I might be unfair here, but even the nicest girls want a huge circle of amazing guy friends who are all hopelessly in love with her, but then to "convert"/ fuck some utter shit because he is unavailable.
The trick is for your girl to feel lucky that she even has you and then treat her well.
Submitted by Philst82 (user info) at 2005-02-15 05:32:51 EST (#)
Ranking: 0
Back off I guess. If she's telling the truth about the way she feels let her come to you. If not go find someone else.
Submitted by totkid (user info) at 2005-02-15 04:13:44 EST (#)
Ranking: 0
Get another stuffed object of lust u fucker. Then you may come to terms with your cocklicker
Submitted by Wazza (user info) at 2005-02-15 04:06:40 EST (#)
Ranking: 1
Get another one and fuck yourself stupid, it never fails .Then you may come to terms with reality.

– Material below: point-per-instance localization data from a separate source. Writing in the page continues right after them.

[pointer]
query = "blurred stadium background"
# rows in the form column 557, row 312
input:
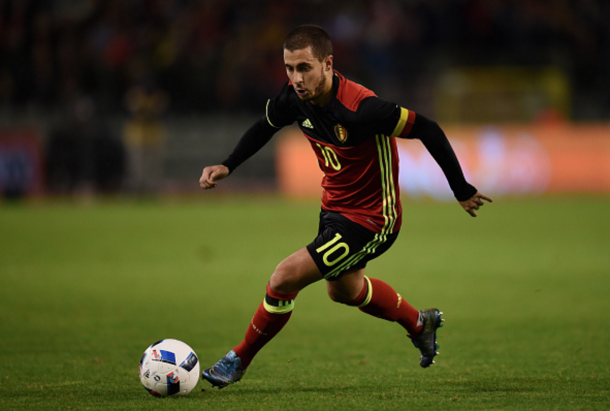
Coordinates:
column 136, row 96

Submitted by totkid (user info) at 2005-02-15 03:58:30 EST (#)
Ranking: 0
Masturbation is probably the best way out my friend. You don't see how many ways of approaching masturbation i've invented. I'm a genuine masturbator.

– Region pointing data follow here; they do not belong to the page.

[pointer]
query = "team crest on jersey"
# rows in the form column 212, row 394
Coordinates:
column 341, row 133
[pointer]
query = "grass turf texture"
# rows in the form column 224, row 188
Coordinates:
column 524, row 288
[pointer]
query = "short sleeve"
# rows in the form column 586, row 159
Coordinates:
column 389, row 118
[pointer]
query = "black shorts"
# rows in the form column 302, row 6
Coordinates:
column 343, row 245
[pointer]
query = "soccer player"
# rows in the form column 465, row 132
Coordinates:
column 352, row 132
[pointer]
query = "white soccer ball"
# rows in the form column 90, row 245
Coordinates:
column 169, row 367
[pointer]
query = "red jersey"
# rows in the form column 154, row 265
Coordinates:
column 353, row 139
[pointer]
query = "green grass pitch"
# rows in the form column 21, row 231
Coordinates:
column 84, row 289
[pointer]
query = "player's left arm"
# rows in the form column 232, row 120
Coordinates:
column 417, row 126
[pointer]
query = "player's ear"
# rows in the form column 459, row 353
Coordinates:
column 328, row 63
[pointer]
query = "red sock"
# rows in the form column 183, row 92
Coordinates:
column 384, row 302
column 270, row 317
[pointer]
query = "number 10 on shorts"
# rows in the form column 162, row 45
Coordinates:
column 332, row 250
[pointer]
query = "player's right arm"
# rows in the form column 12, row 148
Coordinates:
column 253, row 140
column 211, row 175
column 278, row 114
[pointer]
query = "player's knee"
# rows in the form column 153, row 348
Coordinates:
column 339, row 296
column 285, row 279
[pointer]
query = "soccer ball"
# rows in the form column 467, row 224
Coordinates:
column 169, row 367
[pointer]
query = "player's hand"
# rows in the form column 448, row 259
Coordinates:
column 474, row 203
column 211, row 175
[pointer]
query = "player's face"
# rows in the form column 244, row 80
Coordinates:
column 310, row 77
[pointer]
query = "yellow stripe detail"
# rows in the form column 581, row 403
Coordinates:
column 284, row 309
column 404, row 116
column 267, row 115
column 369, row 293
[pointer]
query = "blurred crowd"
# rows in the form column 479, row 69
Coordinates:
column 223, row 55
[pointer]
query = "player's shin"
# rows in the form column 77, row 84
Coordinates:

Submitted by Punam (user info) at 2005-02-15 02:24:20 EST (#)
Ranking: 2
It's honest, and that's refreshing. This relationship is going to play it's course regardless, but I say do your best to let her go. Good luck.
Submitted by hungovermondays (user info) at 2005-02-15 02:04:06 EST (#)
Ranking: 2
let me try this again.
having been the one to "make a break," I have learned that it is a baby step to figuring out what you want.
for me, the chick said, "if you move out, we break up." and i moved out. My last boss, who is female, had her boyfriend do the same to her, but when she made the strong play, he decided to stay.
If you don't cave, you may not get the girl, but at least you don't have to feel like a door-mat.
Submitted by Dead_0hi0_Sky (user info) at 2005-02-15 02:03:18 EST (#)
Ranking: -2
VINDICATED! I AM SELFISH, I AM WRONG, I AM RIGHT! I SWEAR I KNEW IT ALL ALONG!
dude, heres 'THE' advice. go out, get wasted, get a real bitchin' harley davidson tattoo on your back, buy two hookers, rent a cheap motel out in boise, and forget about Emo. its a terrible lifestyle.
Submitted by hungovermondays (user info) at 2005-02-15 01:59:44 EST (#)
Ranking: 2
uhmm, if you make a strong play, she may come back to you, she may not.
if you go weak, she will likely hang around, but will NEVER get back with you.
Submitted by bush_for_god (user info) at 2005-02-15 01:43:29 EST (#)
Ranking: 0
thx Hungover, but, so, this means that the chances of us being an item again are pretty much zero huh.
and another question...has anyone ever had a pre-meditated 'break' and gotten back together??
Submitted by hungovermondays (user info) at 2005-02-15 01:35:32 EST (#)
Ranking: 2
alright brother. take it easy.
from my exp. "taking a break" means 2 things, either I don't want to be with you anymore, but like having you around, or the much more fucked up, I need you to get real mad, say something crazy ............
fuck it. The truth is, you need to be strong and firm. She is leaving you, and you have 2 options
1-be her sort of friend, there for her to talk to when she is "having a hard day."
or
2- say, "if you don't want to be with me, that is okay, but it is too hard for me to continue a friendship with you now." and wait to she what she does.
anyway, I feel you on the social anxiety thing. I used to have it real bad.